Les Pouilles 4, Lecce
7 septembre
Santa Maria di Leuca
Après une journée à Lecce, écrire au bord de l'eau, au confluent des eaux ioniennes et adriatiques le plus profond bonheur imaginable. Écrire pour soi, tacher les pages du cahier au gré de l'encre et des embruns, se moquer éperdument de tout ce qui n'est pas « encre », sang noir de mon crane qui se délivre face au bleu. Oublier les livres et jusqu'à l'idée d'un livre, se contenter de laisser la trace des journées d'ici. Lecce, une ville massive, lourde, on dit baroque on dit aussi « La Florence du sud » pour moi c'est une perle ocre et noire sur l'océan des anciennes terres d'oliviers, une ville mille feuille aussi belle que ténébreuse et peut-être plus encore. Dès la piazza Sant'Oronto le ton est donné : un amphithéâtre romain, ses gradins intacts tout comme la porte par où ont dû pénétrer fauves et lutteurs. Lecce vénéneuse en ce jour d'orage où le ciel se déverse sans ménagement sur les dalles glissantes des ruelles, où le ciel noir traversé d'éclair se déchire en bleu pour reprendre une teinte de ténèbres. Nous avons remonté trempés, la Via del palazzo del Conti di Lecce, longé les murs terre de sienne où des coulées noires nous invitaient à lever les yeux vers les balcons incroyablement et fastueusement ornés, sculptés.
Par ce qu'il pleuvait encore, nous avons cherché la via Asciano Grandi et l'incroyable musée Faggiano. Un petit miracle archéologique qui commence par une banale histoire d'humidité.Je vous laisse découvrir le musée sur son site : http://www.museofaggiano.it
Je suis encore émue autant par cette visite que par cette incroyable histoire. Dans les années 80, un homme, Faggiano (le père du guide qui me raconte l'histoire) achète cette maison de ville de Lecce pour en faire son habitation.
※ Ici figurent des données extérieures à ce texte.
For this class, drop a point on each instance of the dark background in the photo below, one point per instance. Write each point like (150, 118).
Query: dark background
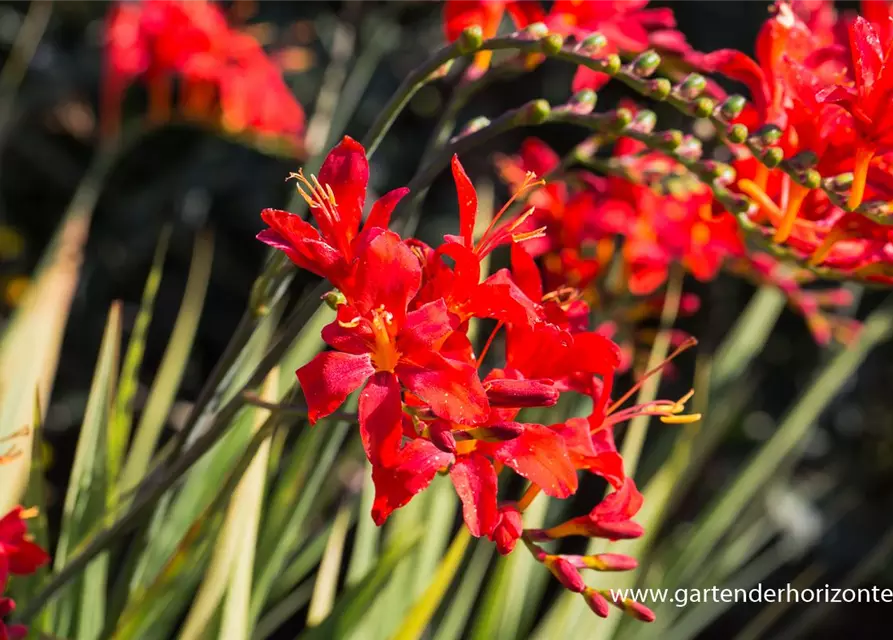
(192, 179)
Lors des travaux d'installation il remarque des problèmes d'humidité qui l'amène à découvrir le passé de cette étrange demeure qui remonte au moyen âge et fut tour à tour demeure patricienne et couvent...
J'ai pris un certain nombre de photos des lieux notamment les céramiques très
anciennes qui protégeaient les murs de l'humidité lors de la descente des eaux du toit ou celle plus troublante d'une tombe de nouveau né... Une tombe si petite qu'on ne pouvait y mettre qu'un enfant mort né ou un enfant qui n'avait pas à naître et j'ai pensé aux mœurs de certains couvents que l'on commence à évoquer... La tombe se trouve entre deux portes, elle était invisible anonyme. C'est le côté vénéneux de Lecce car il est probable qu'une grande partie des maisons du centre historique ont des histoires semblables à révéler.